Now, let's delve deeper into how TEP and TOC work together:

Technological Disruption and Constraint Shifting:

When a new Techno-Economic Paradigm emerges, it often shifts the nature of constraints in an industry or economy. For example, the shift to digital technologies changed the constraints from physical production capacity to data processing and network bandwidth. TOC can help identify these new constraints and guide organizations in adapting their processes accordingly.

Innovation Cycles:

TEP describes long waves of innovation and economic development. Within these waves, TOC can be applied to manage shorter innovation cycles. As companies adopt new technologies, they can use TOC to iteratively identify and address constraints, driving continuous innovation within the broader paradigm shift.

Organizational Learning:

As organizations navigate a new TEP, they must learn new skills and ways of operating. TOC's focus on continuous improvement aligns well with this need for organizational learning.
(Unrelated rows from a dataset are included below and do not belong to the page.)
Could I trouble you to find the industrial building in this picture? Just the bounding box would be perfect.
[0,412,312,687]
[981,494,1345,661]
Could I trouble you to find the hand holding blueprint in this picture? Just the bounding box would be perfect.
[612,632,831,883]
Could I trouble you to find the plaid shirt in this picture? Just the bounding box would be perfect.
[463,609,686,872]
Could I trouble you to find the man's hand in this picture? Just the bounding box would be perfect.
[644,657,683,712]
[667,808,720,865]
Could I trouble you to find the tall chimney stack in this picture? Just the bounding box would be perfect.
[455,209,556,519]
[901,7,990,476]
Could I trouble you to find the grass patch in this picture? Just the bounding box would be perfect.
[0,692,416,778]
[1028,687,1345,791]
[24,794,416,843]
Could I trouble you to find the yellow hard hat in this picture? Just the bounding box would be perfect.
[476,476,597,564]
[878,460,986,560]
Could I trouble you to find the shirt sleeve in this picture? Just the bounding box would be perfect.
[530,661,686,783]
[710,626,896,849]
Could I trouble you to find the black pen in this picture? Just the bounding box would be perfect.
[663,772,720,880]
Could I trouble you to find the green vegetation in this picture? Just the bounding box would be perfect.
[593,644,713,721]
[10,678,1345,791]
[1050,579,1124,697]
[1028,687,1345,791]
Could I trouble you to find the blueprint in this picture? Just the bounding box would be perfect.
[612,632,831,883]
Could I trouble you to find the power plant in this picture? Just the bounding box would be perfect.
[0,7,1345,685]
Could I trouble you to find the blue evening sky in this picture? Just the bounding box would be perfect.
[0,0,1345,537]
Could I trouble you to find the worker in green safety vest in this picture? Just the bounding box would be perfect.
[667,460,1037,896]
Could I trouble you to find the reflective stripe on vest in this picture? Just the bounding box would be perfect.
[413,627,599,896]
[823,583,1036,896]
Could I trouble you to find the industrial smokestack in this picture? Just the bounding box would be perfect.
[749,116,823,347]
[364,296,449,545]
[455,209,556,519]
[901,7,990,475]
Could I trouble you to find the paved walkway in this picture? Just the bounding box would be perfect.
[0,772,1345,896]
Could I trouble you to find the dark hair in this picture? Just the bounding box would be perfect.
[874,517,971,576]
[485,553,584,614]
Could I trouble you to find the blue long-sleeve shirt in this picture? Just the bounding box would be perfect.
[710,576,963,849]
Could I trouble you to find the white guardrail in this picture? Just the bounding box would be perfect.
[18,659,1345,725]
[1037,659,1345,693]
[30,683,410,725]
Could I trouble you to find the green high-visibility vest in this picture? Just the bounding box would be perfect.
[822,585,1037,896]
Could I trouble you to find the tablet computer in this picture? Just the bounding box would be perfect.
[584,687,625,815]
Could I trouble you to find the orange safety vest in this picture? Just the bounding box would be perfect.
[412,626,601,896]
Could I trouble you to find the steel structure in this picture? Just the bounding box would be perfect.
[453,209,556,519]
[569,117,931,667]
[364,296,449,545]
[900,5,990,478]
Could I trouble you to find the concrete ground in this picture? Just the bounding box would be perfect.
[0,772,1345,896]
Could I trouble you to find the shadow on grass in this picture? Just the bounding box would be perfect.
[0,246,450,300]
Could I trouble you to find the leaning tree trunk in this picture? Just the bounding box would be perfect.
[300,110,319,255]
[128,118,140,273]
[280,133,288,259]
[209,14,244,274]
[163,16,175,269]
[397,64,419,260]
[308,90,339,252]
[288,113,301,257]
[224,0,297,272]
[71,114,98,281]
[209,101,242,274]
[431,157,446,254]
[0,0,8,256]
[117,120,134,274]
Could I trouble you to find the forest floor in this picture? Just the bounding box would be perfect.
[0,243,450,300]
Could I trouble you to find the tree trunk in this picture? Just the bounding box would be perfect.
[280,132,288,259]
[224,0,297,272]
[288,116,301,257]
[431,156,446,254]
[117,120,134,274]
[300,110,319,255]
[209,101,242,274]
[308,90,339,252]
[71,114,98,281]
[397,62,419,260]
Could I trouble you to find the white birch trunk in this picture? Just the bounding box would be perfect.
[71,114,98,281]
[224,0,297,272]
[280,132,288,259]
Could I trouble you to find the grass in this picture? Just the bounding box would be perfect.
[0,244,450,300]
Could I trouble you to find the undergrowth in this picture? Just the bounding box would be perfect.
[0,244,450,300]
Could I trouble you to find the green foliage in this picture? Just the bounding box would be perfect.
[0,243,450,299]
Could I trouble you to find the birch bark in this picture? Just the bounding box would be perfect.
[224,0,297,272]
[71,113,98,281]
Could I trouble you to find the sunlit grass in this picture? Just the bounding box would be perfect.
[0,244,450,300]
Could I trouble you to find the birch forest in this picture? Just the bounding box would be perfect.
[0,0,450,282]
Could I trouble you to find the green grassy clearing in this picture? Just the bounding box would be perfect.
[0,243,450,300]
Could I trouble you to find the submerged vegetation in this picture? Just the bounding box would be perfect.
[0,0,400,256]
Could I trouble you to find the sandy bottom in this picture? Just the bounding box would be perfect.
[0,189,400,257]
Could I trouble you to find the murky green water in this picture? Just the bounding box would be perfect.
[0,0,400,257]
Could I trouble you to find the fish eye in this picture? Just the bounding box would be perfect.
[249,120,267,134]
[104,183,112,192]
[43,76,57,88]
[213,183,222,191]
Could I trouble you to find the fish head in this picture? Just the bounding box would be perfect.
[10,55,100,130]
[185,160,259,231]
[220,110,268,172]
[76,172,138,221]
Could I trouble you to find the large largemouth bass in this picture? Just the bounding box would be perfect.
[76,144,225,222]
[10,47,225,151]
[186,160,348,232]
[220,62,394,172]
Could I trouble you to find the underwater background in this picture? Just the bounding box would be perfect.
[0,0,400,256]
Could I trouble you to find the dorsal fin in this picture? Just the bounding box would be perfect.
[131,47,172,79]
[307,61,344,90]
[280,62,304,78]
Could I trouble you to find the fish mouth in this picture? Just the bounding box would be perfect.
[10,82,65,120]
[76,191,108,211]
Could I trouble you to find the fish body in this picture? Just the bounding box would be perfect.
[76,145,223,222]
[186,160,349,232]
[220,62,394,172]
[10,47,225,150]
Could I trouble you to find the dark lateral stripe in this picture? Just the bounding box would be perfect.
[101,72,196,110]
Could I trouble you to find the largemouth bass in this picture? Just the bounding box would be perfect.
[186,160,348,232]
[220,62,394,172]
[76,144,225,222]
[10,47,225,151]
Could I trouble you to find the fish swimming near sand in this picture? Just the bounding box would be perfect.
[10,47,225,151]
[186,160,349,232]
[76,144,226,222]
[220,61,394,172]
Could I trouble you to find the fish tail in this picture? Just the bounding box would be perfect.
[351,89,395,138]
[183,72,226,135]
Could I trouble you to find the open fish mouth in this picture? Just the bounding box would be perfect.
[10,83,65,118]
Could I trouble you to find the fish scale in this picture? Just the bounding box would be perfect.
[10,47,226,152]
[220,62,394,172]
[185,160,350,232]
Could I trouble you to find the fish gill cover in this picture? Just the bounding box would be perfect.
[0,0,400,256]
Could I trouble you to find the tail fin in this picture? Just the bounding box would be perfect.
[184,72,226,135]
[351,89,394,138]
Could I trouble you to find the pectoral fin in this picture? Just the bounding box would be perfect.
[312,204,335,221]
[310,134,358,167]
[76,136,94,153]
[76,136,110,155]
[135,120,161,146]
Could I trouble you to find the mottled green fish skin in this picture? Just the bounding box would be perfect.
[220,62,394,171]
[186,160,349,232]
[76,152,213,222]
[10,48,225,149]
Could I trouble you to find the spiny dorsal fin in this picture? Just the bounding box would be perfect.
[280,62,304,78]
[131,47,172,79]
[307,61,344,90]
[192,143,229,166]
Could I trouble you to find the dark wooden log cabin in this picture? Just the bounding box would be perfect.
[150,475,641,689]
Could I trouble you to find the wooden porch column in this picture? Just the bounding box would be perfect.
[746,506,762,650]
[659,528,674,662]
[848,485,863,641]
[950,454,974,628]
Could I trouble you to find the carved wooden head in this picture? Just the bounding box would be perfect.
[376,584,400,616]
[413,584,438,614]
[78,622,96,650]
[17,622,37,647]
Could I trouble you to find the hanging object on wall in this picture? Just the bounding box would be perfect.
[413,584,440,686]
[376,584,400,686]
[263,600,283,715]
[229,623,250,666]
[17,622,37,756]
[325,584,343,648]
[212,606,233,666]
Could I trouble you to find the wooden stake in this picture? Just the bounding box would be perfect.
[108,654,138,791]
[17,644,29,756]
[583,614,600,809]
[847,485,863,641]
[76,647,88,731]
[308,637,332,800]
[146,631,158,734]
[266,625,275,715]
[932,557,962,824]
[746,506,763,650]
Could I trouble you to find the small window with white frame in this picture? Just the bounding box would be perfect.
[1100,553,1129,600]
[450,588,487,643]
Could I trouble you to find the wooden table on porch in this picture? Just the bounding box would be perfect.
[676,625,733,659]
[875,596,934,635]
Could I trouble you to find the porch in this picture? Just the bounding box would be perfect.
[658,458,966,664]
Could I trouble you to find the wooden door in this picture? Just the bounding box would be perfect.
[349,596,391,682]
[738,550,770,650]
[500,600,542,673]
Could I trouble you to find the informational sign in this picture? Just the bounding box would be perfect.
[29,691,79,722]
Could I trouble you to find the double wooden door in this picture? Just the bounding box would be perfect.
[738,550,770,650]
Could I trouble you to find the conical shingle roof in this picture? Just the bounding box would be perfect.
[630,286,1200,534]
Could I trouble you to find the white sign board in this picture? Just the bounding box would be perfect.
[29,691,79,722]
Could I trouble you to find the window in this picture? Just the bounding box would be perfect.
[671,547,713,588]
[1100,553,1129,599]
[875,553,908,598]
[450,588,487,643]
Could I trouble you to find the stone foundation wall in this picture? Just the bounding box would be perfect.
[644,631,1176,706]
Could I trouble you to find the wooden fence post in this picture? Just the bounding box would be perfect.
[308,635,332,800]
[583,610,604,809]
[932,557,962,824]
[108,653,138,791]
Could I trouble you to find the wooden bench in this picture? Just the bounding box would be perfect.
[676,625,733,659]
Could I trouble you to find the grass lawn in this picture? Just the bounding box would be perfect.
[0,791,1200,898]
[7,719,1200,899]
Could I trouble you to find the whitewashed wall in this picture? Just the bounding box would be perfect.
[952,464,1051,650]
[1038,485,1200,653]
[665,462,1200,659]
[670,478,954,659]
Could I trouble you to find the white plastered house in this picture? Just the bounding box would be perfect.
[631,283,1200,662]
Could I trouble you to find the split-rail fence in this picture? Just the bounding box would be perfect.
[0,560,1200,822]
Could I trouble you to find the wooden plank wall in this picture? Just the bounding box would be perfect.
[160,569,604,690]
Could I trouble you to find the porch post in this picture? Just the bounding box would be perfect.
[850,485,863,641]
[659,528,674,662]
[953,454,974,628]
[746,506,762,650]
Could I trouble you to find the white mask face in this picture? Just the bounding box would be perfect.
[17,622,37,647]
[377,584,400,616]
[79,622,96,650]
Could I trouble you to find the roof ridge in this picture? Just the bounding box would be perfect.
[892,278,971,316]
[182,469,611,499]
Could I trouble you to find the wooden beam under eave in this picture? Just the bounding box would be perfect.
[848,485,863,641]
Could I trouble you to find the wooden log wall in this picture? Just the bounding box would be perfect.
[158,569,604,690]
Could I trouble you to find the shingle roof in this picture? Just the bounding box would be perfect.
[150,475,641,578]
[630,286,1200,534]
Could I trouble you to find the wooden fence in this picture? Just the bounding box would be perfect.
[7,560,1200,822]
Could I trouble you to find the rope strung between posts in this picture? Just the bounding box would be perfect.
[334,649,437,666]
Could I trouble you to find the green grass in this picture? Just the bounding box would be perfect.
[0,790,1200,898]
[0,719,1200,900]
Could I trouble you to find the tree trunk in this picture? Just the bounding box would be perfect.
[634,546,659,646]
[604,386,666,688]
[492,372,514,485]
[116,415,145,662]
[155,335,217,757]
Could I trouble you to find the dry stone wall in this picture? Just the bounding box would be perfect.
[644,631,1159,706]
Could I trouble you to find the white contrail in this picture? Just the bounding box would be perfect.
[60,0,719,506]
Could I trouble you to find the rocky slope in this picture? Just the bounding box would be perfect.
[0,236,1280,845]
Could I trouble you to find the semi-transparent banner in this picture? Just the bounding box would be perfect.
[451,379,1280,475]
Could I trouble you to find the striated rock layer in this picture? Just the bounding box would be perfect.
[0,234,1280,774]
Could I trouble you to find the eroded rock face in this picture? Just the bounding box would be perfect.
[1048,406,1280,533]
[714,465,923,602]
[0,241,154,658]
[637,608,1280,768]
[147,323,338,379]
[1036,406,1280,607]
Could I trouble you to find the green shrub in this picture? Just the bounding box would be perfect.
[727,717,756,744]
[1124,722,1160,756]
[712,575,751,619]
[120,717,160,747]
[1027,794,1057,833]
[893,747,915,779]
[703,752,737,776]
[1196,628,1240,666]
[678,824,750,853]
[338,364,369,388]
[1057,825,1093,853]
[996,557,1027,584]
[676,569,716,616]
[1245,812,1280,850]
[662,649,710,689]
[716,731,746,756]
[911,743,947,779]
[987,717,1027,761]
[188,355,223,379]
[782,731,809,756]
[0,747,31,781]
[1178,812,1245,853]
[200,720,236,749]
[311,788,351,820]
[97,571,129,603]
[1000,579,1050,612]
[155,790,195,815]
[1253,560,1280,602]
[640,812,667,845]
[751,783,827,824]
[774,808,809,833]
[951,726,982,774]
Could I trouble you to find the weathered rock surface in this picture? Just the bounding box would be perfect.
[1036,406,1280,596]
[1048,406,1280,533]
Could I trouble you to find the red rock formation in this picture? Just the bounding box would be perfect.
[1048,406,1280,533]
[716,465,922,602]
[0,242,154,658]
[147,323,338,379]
It provides a structured approach to identifying what needs to be learned (i.e., what knowledge or skills are constraining performance) and prioritizing learning efforts.

Supply Chain Transformation:

New TEPs often revolutionize supply chains. For instance, the current digital paradigm has enabled global, highly responsive supply networks. TOC's concepts, particularly the "Theory of Constraints Supply Chain Solution," can guide the optimization of these new supply chain structures, ensuring they fully leverage the capabilities of new technologies.

Financial Decision Making:

TEPs often change the economics of businesses, altering which investments deliver the best returns. TOC's "Throughput Accounting" principles can help companies adapt their financial decision-making processes to the new paradigm, focusing on investments that alleviate key constraints and maximize overall system performance.

Managing Paradigm Transitions:

During the transition between TEPs, companies often need to operate in two paradigms simultaneously (e.g., traditional and digital business models). TOC can help manage this complexity by providing a framework for identifying and managing constraints across both old and new operational models.

Socio-Technical Systems:

TEPs affect not just technology but also social and institutional structures. TOC, while often applied to technical systems, can also be used to identify and address constraints in social systems. This holistic approach can help organizations and societies better adapt to the full spectrum of changes brought by a new TEP.

Policy and Regulation:

As new TEPs emerge, policy and regulatory frameworks often lag behind. TOC thinking can be applied at a macro level to identify regulatory constraints that are hindering the development of the new paradigm, guiding policymakers in updating frameworks to support innovation and economic growth.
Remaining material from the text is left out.